Department of Precision Engineering, School of Engineering, The University of Tokyo, Tokyo, Japan.
Front Neurosci. 2025 Jul 7;19:1619340. doi: 10.3389/fnins.2025.1619340. eCollection 2025.
Pain plays a crucial role in selecting behaviors essential for survival. Nociceptive stimuli are converted into neuronal signals by dorsal root ganglion (DRG) neurons and transmitted via the spinal cord to the brain, where pain is perceived. Chronic pain, characterized by prolonged nociceptive signaling, significantly reduces the quality of life. Specifically, nociplastic pain arises due to heightened spinal neuronal activity. However, the mechanisms underlying this persistent increase remain unclear, impeding the development of effective treatments. Therefore, the present study aimed to develop an experimental platform to investigate how sensory neuron signals increase spinal neuronal activity.
We developed a specialized microstructure enabling a separate culture of DRG and spinal neurons connected functionally by axons extending through microtunnels.
Immunofluorescence staining confirmed precise spatial separation and robust neuronal network formation.

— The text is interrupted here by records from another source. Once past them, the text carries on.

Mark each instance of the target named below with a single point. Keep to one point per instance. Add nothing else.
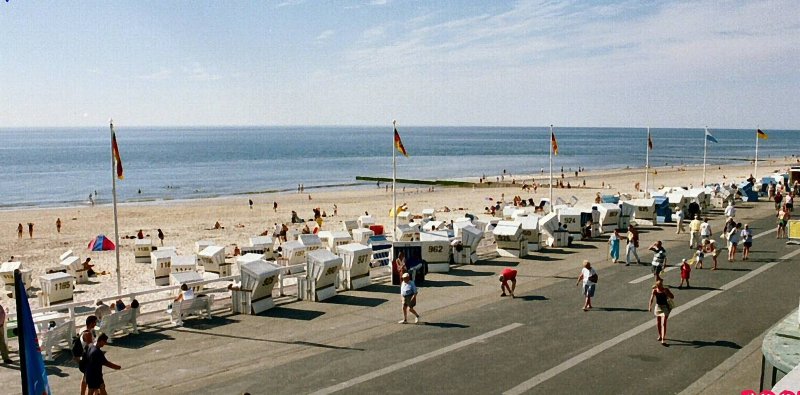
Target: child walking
(686, 271)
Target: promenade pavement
(473, 341)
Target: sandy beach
(185, 222)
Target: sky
(725, 64)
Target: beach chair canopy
(101, 243)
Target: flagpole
(705, 149)
(755, 169)
(394, 182)
(550, 143)
(646, 161)
(114, 198)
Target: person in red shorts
(505, 276)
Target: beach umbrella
(101, 243)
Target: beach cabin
(141, 250)
(510, 243)
(381, 250)
(72, 265)
(465, 253)
(609, 216)
(334, 239)
(7, 274)
(365, 221)
(362, 235)
(355, 265)
(436, 253)
(258, 280)
(56, 288)
(200, 245)
(212, 258)
(264, 244)
(294, 252)
(322, 271)
(406, 233)
(191, 279)
(186, 263)
(161, 261)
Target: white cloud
(325, 34)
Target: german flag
(399, 143)
(115, 152)
(554, 143)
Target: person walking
(686, 271)
(694, 229)
(663, 298)
(613, 246)
(659, 259)
(633, 244)
(680, 216)
(3, 347)
(747, 241)
(507, 275)
(589, 278)
(733, 242)
(408, 292)
(95, 360)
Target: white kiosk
(510, 243)
(183, 264)
(141, 250)
(161, 260)
(609, 216)
(322, 271)
(355, 265)
(258, 280)
(362, 235)
(470, 238)
(294, 252)
(311, 241)
(56, 288)
(213, 260)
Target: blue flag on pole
(34, 375)
(709, 137)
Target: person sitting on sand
(90, 268)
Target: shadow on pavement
(446, 283)
(468, 273)
(617, 309)
(445, 325)
(356, 301)
(702, 343)
(291, 314)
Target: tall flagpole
(394, 181)
(755, 170)
(550, 143)
(646, 161)
(114, 197)
(705, 149)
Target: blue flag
(709, 137)
(34, 376)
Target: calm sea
(62, 166)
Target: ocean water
(62, 166)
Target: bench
(200, 306)
(53, 337)
(124, 320)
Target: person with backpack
(80, 345)
(589, 277)
(95, 360)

Microstructures were integrated with high-density microelectrode arrays to facilitate electrophysiological recordings during co-culture. Optogenetic stimulation of DRG neurons significantly activate the spinal neurons, which are not active spontaneously, and increase synchronous activity by 11.8-fold in the spinal neuronal network. Notably, elevated spinal neuron activity persisted for at least 20 min after stimulation ceased, indicating a prolonged neuronal response.
This novel co-culture system provides a powerful tool for elucidating the pathogenic mechanisms underlying chronic pain, potentially guiding future therapeutic strategies.

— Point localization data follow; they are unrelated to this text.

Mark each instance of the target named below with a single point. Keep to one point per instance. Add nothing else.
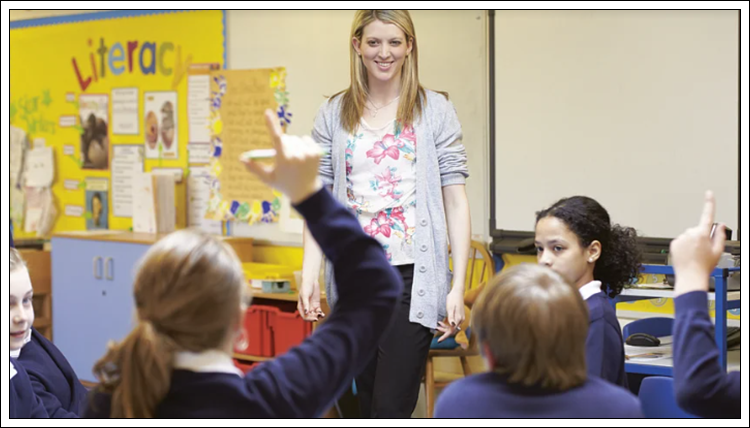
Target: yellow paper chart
(239, 99)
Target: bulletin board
(108, 93)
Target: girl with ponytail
(575, 238)
(190, 300)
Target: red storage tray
(255, 336)
(288, 330)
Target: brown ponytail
(188, 293)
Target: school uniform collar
(211, 361)
(590, 289)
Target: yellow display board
(120, 79)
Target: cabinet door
(88, 309)
(116, 288)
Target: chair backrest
(658, 399)
(655, 326)
(480, 268)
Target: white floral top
(382, 187)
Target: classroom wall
(636, 108)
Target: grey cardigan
(440, 149)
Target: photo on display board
(160, 125)
(97, 204)
(93, 111)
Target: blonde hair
(188, 292)
(412, 95)
(16, 260)
(535, 324)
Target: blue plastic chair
(658, 400)
(656, 326)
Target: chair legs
(465, 366)
(429, 387)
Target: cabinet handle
(97, 267)
(107, 270)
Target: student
(575, 238)
(531, 326)
(176, 363)
(702, 387)
(52, 377)
(394, 157)
(23, 403)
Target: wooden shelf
(669, 294)
(251, 358)
(292, 296)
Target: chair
(656, 326)
(658, 400)
(481, 262)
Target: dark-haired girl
(575, 238)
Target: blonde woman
(395, 158)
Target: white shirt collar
(211, 361)
(17, 353)
(590, 289)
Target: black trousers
(389, 385)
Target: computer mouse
(642, 339)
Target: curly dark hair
(620, 260)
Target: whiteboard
(637, 109)
(314, 47)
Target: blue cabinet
(92, 297)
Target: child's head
(532, 327)
(21, 308)
(575, 238)
(189, 291)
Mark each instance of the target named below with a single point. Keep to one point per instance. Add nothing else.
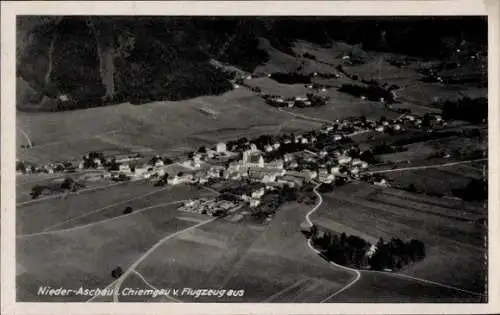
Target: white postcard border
(363, 8)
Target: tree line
(355, 252)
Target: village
(326, 157)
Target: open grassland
(88, 207)
(454, 242)
(158, 126)
(157, 197)
(441, 180)
(85, 257)
(271, 263)
(387, 288)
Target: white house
(124, 168)
(335, 170)
(279, 164)
(258, 193)
(221, 147)
(344, 159)
(371, 251)
(358, 162)
(254, 203)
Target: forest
(355, 252)
(68, 62)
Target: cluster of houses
(289, 169)
(212, 207)
(297, 101)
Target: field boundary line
(357, 273)
(47, 229)
(288, 288)
(137, 273)
(101, 221)
(148, 252)
(404, 276)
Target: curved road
(357, 273)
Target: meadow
(454, 242)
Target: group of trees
(355, 251)
(396, 254)
(371, 92)
(344, 250)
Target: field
(436, 180)
(86, 256)
(88, 207)
(77, 239)
(270, 263)
(160, 126)
(454, 241)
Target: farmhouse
(221, 147)
(252, 159)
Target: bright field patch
(85, 257)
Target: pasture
(86, 256)
(454, 242)
(436, 181)
(158, 126)
(88, 207)
(271, 263)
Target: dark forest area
(74, 62)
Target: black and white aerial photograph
(251, 159)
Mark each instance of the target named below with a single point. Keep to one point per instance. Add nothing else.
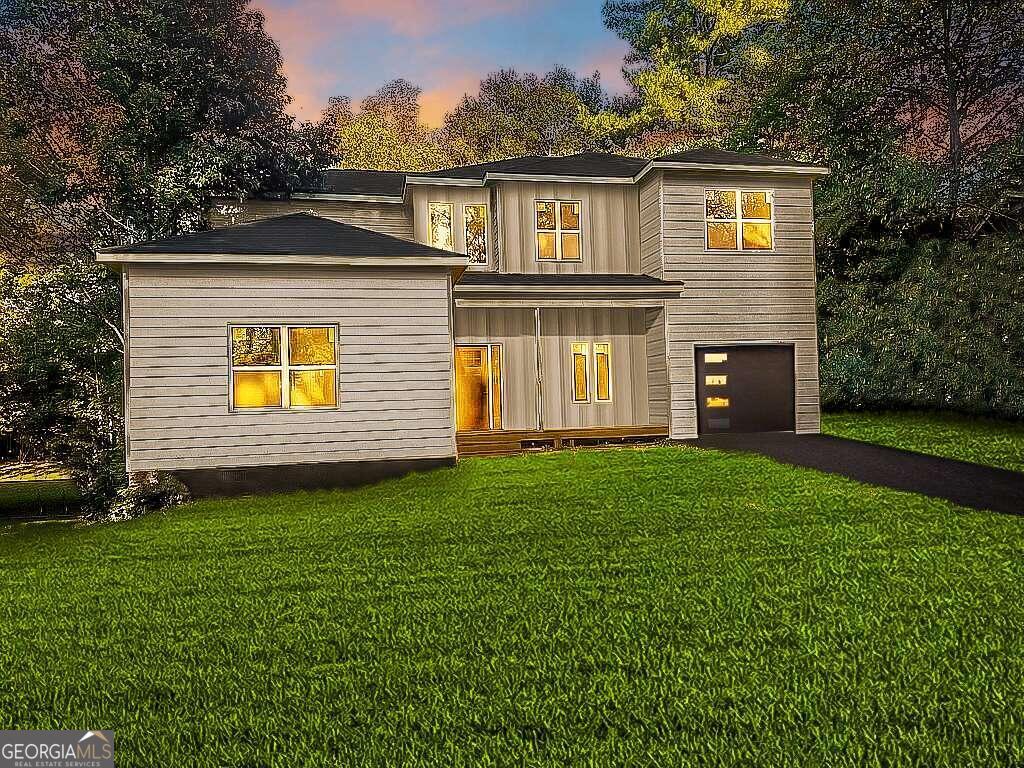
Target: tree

疼痛在选择生存所必需的行为中起着至关重要的作用。伤害性刺激由背根神经节(DRG)神经元转化为神经信号,并通过脊髓传递至大脑,在大脑中产生痛觉。以伤害性信号延长为特征的慢性疼痛会显著降低生活质量。具体而言,神经可塑性疼痛是由于脊髓神经元活动增强而产生的。然而,这种持续增加背后的机制仍不清楚,这阻碍了有效治疗方法的开发。因此,本研究旨在开发一个实验平台,以研究感觉神经元信号如何增加脊髓神经元活动。

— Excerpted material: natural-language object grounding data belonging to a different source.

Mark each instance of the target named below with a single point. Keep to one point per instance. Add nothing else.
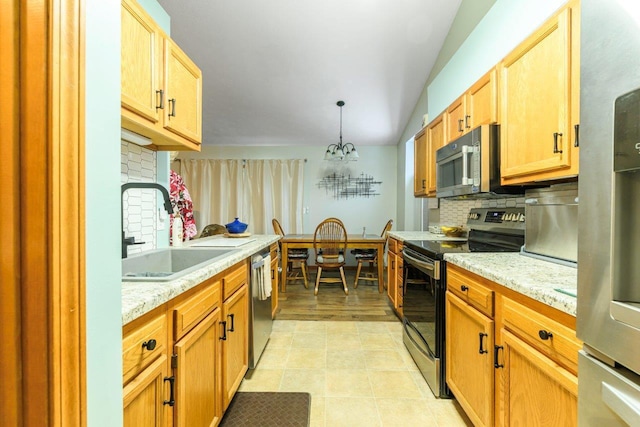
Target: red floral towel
(182, 205)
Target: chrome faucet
(126, 241)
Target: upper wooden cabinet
(540, 102)
(420, 160)
(477, 106)
(161, 87)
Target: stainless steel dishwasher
(260, 320)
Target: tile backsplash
(140, 206)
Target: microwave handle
(466, 150)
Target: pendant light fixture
(341, 152)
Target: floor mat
(265, 409)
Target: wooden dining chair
(370, 256)
(295, 257)
(329, 245)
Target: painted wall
(372, 213)
(102, 136)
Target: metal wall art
(345, 186)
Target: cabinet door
(482, 102)
(469, 360)
(455, 118)
(144, 397)
(535, 104)
(140, 62)
(437, 138)
(235, 349)
(183, 81)
(420, 160)
(197, 374)
(535, 388)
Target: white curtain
(256, 193)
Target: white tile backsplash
(139, 164)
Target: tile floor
(358, 374)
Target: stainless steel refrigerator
(608, 318)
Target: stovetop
(491, 230)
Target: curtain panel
(255, 191)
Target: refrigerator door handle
(625, 406)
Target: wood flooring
(362, 304)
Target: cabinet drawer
(135, 356)
(188, 313)
(532, 327)
(235, 277)
(470, 290)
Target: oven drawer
(468, 288)
(548, 336)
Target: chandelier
(341, 152)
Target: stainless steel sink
(163, 265)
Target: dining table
(354, 241)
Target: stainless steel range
(424, 286)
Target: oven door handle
(433, 266)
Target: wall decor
(345, 186)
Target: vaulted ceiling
(274, 70)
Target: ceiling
(274, 70)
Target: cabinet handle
(544, 335)
(149, 345)
(172, 381)
(497, 348)
(480, 349)
(161, 93)
(224, 330)
(232, 327)
(555, 142)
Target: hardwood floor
(362, 304)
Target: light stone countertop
(139, 298)
(532, 277)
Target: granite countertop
(139, 298)
(421, 235)
(532, 277)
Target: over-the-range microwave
(470, 166)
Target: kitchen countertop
(532, 277)
(139, 298)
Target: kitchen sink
(163, 265)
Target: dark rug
(266, 409)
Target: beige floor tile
(307, 358)
(342, 328)
(317, 415)
(405, 412)
(262, 380)
(280, 339)
(385, 360)
(309, 340)
(377, 341)
(343, 342)
(306, 380)
(351, 412)
(273, 358)
(311, 326)
(348, 383)
(345, 359)
(393, 384)
(448, 413)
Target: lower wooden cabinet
(196, 367)
(510, 360)
(235, 345)
(469, 367)
(145, 395)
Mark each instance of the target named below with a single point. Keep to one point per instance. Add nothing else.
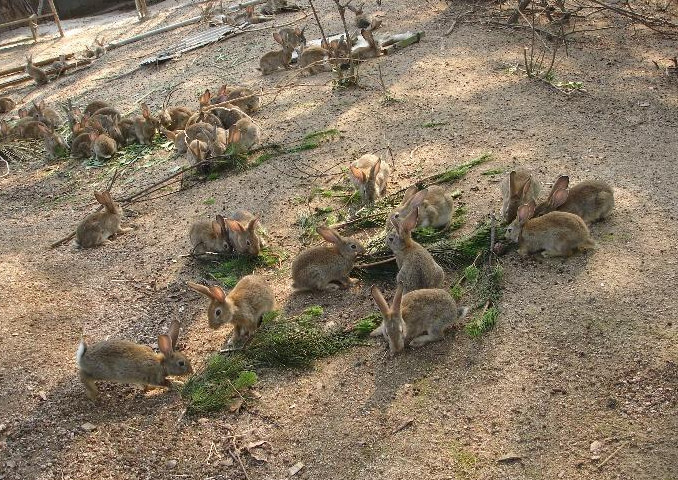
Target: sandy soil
(585, 350)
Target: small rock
(88, 427)
(296, 468)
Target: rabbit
(174, 118)
(228, 116)
(244, 135)
(370, 176)
(121, 361)
(36, 73)
(242, 233)
(97, 227)
(370, 50)
(179, 139)
(255, 17)
(95, 106)
(104, 147)
(293, 37)
(42, 113)
(555, 234)
(55, 146)
(417, 268)
(313, 59)
(81, 146)
(592, 200)
(274, 60)
(6, 104)
(317, 268)
(416, 318)
(434, 206)
(145, 126)
(210, 237)
(244, 306)
(517, 189)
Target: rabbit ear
(165, 345)
(379, 300)
(525, 212)
(234, 225)
(217, 293)
(358, 174)
(558, 197)
(397, 299)
(200, 288)
(173, 332)
(329, 235)
(374, 171)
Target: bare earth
(585, 349)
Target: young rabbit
(95, 106)
(174, 118)
(6, 104)
(318, 268)
(121, 361)
(36, 73)
(145, 126)
(81, 146)
(274, 60)
(293, 37)
(242, 233)
(369, 50)
(417, 318)
(370, 176)
(313, 59)
(434, 206)
(592, 200)
(417, 268)
(97, 227)
(517, 189)
(244, 306)
(556, 234)
(209, 237)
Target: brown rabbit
(36, 73)
(434, 206)
(145, 126)
(555, 234)
(370, 176)
(97, 227)
(242, 233)
(121, 361)
(592, 200)
(417, 268)
(517, 189)
(244, 306)
(313, 59)
(322, 267)
(272, 61)
(6, 104)
(417, 318)
(209, 237)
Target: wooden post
(56, 17)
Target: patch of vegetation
(294, 342)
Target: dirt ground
(585, 349)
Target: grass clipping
(294, 342)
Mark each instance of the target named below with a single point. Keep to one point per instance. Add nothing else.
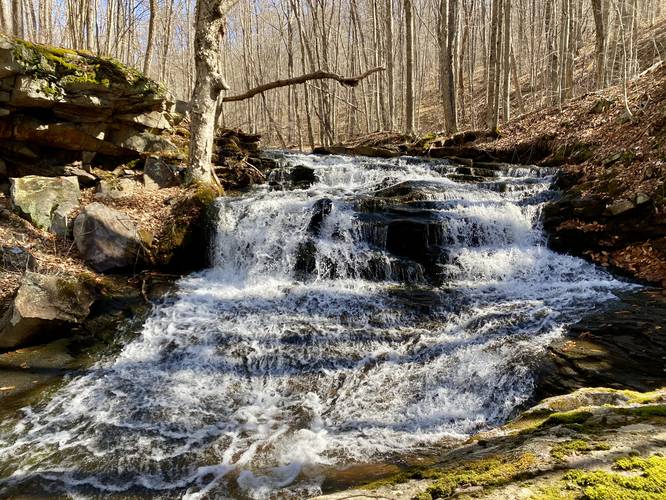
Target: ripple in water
(253, 379)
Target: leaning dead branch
(352, 81)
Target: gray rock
(642, 198)
(46, 201)
(182, 107)
(14, 258)
(8, 64)
(619, 207)
(32, 92)
(86, 179)
(107, 238)
(117, 188)
(44, 306)
(141, 142)
(151, 120)
(157, 174)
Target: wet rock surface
(623, 345)
(64, 106)
(107, 238)
(44, 306)
(46, 202)
(593, 443)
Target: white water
(250, 382)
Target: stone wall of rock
(59, 106)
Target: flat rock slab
(46, 201)
(621, 346)
(44, 306)
(107, 238)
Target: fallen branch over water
(349, 81)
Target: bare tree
(409, 67)
(209, 29)
(151, 37)
(447, 34)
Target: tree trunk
(151, 37)
(448, 22)
(506, 83)
(409, 68)
(492, 115)
(209, 28)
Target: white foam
(251, 380)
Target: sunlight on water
(254, 378)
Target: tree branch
(352, 81)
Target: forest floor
(25, 247)
(612, 170)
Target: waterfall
(388, 307)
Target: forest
(333, 249)
(447, 65)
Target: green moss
(561, 451)
(68, 67)
(205, 194)
(487, 472)
(567, 418)
(643, 397)
(578, 152)
(85, 78)
(43, 58)
(492, 471)
(648, 480)
(645, 411)
(553, 493)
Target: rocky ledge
(592, 444)
(58, 106)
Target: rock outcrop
(46, 201)
(593, 443)
(58, 106)
(107, 238)
(158, 174)
(44, 306)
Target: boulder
(86, 179)
(46, 201)
(158, 174)
(619, 207)
(132, 139)
(13, 258)
(8, 64)
(150, 120)
(302, 176)
(33, 92)
(44, 306)
(107, 238)
(117, 188)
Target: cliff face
(58, 106)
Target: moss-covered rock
(573, 446)
(183, 243)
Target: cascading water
(385, 308)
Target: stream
(387, 308)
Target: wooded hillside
(449, 64)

我们开发了一种特殊的微观结构,能够将DRG和脊髓神经元分开培养,这些神经元通过延伸穿过微通道的轴突进行功能连接。
免疫荧光染色证实了精确的空间分离和强大的神经网络形成。微观结构与高密度微电极阵列集成,以便在共培养期间进行电生理记录。对DRG神经元进行光遗传学刺激可显著激活原本不自发活动的脊髓神经元,并使脊髓神经网络中的同步活动增加11.8倍。值得注意的是,刺激停止后,脊髓神经元活动的升高持续了至少20分钟,表明神经元反应持续时间延长。
这种新型共培养系统为阐明慢性疼痛的致病机制提供了一个强大的工具,可能会为未来的治疗策略提供指导。